Tasting Note: Château Latour 2011 is a medium to full-bodied wine that exudes notes of blackberry, bilberry, cedar and hoisin that opens and travels through the palate. Rose petals on the edge give this wine a beautiful uplift along with a classic trace of mint. It has an open-knit personality with ripe velvety tannins, excellent intensity, good purity and harmony. There is a strong backbone to this wine, plenty of freshness and powerful towards the finish with superb persistence.
Source: 200, The Wine Advocate; Issue Date: 26th Apr 2012, (RP-93-95)

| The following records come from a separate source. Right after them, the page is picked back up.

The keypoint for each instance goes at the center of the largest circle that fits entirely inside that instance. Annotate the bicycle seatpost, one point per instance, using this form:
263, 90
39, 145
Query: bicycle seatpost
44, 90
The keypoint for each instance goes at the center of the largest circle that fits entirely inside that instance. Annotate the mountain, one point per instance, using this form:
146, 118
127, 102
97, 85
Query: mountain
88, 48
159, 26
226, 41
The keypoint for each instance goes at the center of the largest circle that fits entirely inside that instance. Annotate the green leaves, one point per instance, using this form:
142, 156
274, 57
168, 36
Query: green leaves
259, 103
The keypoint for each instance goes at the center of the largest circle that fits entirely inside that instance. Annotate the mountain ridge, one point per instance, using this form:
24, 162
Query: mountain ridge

A blend of 84.5% Cabernet Sauvignon, 15% Merlot and 0.5% Petit Verdot, the 2011 Latour represents only 34% of the crop. It hit 13.1% natural alcohol. One of the vintage’s most compelling wines, it possesses a dense ruby/purple color as well as a sweet, open-knit personality with ripe tannin, superb intensity, good purity and harmony, a medium to full-bodied mouthfeel, and lots of crushed rock, floral and black as well as blue fruit notes in addition to hints of ink and forest floor. This beautifully rich, savory Latour will be surprisingly drinkable in 4-5 years, and should age easily for two decades or more.
By the way, Latour harvested relatively late for the Medoc, beginning the harvest on September 12 and finishing on September 26.